A cidade de Timbiras sempre foi conhecida nos anais da HISTÓRIA maranhense como uma cidade de pessoas sensatas, acolhedoras, hospitaleiras, humildes e acima de tudo éticas e fieis aos princípios da moral e da BOA VIZINHANÇA, uma cidade em que desde o período que foi emancipada através de decreto sancionado pelo saudoso Presidente do Estado do Maranhão Urbano Santos passando a ser chamada em 27 de março de 1920 de Monte Alegre, nunca sequer e em momento algum de sua existência teve tendências ou práticas de hostilizar pessoas, quem quer que fosse, principalmente aos que não nasceram nesse PEDACINHO DO CORAÇÃO DE DEUS, mais que por algum motivo ali chegaram e se encantaram com essa TERRA que emana AMOR E PAZ.
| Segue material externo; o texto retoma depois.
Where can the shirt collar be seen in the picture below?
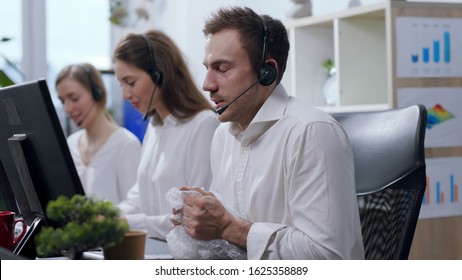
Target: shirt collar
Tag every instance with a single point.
(272, 110)
(170, 120)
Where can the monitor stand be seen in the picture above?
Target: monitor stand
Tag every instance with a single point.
(26, 197)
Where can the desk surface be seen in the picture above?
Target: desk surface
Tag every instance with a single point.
(154, 250)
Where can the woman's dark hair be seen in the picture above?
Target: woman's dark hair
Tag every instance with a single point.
(179, 93)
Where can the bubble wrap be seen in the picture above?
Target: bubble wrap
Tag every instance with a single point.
(183, 246)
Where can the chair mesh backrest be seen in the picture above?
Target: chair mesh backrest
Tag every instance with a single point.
(389, 217)
(388, 150)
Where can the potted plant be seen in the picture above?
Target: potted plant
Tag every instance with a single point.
(83, 223)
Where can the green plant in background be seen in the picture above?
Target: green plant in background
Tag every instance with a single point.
(5, 80)
(328, 66)
(83, 224)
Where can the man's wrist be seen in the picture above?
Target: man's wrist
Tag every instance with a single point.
(236, 232)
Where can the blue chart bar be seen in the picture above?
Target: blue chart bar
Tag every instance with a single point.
(438, 192)
(447, 47)
(436, 52)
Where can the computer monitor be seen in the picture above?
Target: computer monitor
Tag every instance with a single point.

Os timbirenses sempre estiveram abertos aos visitantes, aos que declaram amor por essa TERRA e em especial aos que por algum motivo escolheram essa PEDACINHO DO CORAÇÃO DE DEUS para morar.
Marcelo Pires é uma dessas pessoas que não é filho de Timbiras de sangue, mais com o passar dos tempos se tornou FILHO DE TOGA, um jovem idealizador e cheio de sonhos que por onde quer que passa, sempre faz questão de exaltar o seu amor incondicional e único por esse PEDACINHO DO CORAÇÃO DE DEUS, um homem sensato que construiu ao longo dos anos um vasto leque de amizades que só se agiganta dia após dia em meio a sociedade timbirense, Marcelo Pires é o que nós podemos nomenclaturar como um timbirense de coração, um timbirense de FATO, um autentico AMIGO DO POVO DE TIMBIRAS doa a quem doer, esse amor foi plantado e as sementes germinaram através das boas amizades e reconhecimento não necessariamente das suas ações já desenvolvidas ou por serviços prestados, mais pela essência daquilo que ele tem de melhor dentro de se que é o AMOR.
A sociedade de Timbiras repudia todo e qualquer tipo de hostilidade, homofobia, desrespeito, falta de ética e desvios daquele que é considerado um dos mais importantes princípios deixados pelo Messias que é o AMOR ao PRÓXIMO, os timbirenses jamais levantarão a bandeira da segregação e sempre estarão abertos as práticas da boa vizinhança e da receptividade tanto aos brasileiros, como aos seres humanos de outras nacionalidades.